If, as at present, the peoples of the individual states provide democratic legitimation through their national parliaments, limits to the extension of the European Communities´ functions and powers are then set by virtue of the democratic principle. Each of the peoples of the individual states is the starting point for the public authority relating to that people. The states need sufficiently important spheres of activity of their own in which the peoples of each can develop and articulate in a process of political will- formation which it legitimates and controls, in order to give legal expression to what- relatively homogeneously- binds the people spiritually, socially and politically together...

Economically, socially and environmentally, the member states are closely bound up with one another. The financial markets can on good grounds be expected to react most powerfully should a country make use of its constitutional right wholly or in part to forbid the application of Community law within its territory.


The constitutional Court departs even from such realism when it assumes the demand for the democratic accountability is satisfied through the merely theoretical possibility of partial withdrawal form Community law. For the Court cannot adduce any example of a parliament which has ever dared defy the provisionally established suprastatal order. On no occasion and in no setting, to the best of my knowledge, has any national decision been made to close the borders of a member state to Community law.


Ch.5  Defending the democratic deficit


The EU is a multi-level political system which is characterized by relations of asymmetry not just between a suprastatal legal development and the lack of any corresponding democratic accountability, but between positive and negative integration as well. It is these two mutually reinforcing asymmetries which are conceptually central here, and which are featured in the descriptive and explanatory efforts generally accepted by jurists and political scientists.

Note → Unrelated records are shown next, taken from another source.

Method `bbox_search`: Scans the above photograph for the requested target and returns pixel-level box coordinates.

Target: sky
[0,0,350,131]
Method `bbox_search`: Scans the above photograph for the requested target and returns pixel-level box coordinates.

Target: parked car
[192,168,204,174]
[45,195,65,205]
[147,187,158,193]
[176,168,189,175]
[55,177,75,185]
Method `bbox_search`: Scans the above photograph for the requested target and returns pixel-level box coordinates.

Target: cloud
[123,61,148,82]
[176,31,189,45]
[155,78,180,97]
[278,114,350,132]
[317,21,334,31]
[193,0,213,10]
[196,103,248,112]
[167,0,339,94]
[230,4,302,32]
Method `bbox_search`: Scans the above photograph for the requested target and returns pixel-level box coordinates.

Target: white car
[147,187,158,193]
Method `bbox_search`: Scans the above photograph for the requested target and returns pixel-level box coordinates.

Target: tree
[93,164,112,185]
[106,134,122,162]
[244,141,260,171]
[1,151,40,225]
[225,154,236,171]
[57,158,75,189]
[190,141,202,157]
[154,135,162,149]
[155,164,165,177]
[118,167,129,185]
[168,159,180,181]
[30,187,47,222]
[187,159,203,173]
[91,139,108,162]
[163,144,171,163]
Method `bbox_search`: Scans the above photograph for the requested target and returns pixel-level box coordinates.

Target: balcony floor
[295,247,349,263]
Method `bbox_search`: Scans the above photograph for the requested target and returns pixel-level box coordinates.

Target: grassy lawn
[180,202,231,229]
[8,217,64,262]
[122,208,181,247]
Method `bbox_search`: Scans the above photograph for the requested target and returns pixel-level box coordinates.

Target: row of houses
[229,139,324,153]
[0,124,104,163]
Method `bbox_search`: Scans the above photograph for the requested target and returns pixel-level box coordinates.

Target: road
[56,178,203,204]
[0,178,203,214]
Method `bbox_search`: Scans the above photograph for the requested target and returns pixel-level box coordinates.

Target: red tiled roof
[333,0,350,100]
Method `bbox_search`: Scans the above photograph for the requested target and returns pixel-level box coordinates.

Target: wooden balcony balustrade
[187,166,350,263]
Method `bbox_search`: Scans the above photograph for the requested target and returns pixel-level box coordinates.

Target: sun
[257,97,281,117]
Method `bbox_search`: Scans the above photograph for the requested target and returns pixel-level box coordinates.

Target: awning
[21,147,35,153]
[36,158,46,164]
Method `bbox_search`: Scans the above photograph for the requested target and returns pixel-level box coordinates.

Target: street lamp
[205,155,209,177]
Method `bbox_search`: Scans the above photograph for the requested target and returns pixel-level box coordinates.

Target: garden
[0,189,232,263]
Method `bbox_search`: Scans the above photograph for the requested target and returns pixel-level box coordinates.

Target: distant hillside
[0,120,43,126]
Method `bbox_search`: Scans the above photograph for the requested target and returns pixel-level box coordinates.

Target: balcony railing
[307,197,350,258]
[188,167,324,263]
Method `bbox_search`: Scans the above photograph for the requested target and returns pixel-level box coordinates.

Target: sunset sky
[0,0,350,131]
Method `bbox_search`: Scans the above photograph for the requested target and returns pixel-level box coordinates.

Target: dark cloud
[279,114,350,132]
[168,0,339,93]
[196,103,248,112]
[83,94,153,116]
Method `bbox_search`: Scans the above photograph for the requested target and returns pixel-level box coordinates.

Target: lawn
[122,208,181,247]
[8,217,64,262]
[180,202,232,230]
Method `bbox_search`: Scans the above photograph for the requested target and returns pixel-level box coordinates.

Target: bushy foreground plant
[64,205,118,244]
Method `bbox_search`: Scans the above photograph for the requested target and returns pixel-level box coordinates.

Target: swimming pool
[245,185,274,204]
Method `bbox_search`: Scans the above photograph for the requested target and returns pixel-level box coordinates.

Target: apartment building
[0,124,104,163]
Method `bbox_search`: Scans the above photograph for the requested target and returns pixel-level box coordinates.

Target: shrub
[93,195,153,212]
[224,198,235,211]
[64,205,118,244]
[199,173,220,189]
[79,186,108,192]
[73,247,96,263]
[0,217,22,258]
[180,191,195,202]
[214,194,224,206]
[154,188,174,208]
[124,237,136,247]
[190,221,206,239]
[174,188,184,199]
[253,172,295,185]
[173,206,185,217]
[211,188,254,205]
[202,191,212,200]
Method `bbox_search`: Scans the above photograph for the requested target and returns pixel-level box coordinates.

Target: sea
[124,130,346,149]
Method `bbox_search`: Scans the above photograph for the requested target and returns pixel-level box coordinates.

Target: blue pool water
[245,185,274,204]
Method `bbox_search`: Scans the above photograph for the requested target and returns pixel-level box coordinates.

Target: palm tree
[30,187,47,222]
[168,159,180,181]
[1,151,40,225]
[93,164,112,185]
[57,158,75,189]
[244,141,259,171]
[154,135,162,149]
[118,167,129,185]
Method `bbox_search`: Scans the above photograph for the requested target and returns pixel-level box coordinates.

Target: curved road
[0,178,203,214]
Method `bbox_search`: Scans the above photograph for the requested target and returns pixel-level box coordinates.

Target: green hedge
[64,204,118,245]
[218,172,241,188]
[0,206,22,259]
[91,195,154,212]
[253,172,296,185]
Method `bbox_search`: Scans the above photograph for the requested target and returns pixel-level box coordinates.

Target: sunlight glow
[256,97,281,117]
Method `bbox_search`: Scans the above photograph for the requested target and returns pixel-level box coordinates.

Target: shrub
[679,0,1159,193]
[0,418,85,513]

For the federalists, symmetry is to be achieved through a democratisation of the suprastate. The confederalist is critical as well. But for him/her, balance is to be attained through the renationalisation of Community law.


It is possible to justify the ratification of the Maastricht Treaty with the claim that this treaty- notwithstanding its obviously suprastatist and asymmetrical features- accords even so with the principle of a steadfastly constituted democracy, as this demand is formulated in the Basic Law?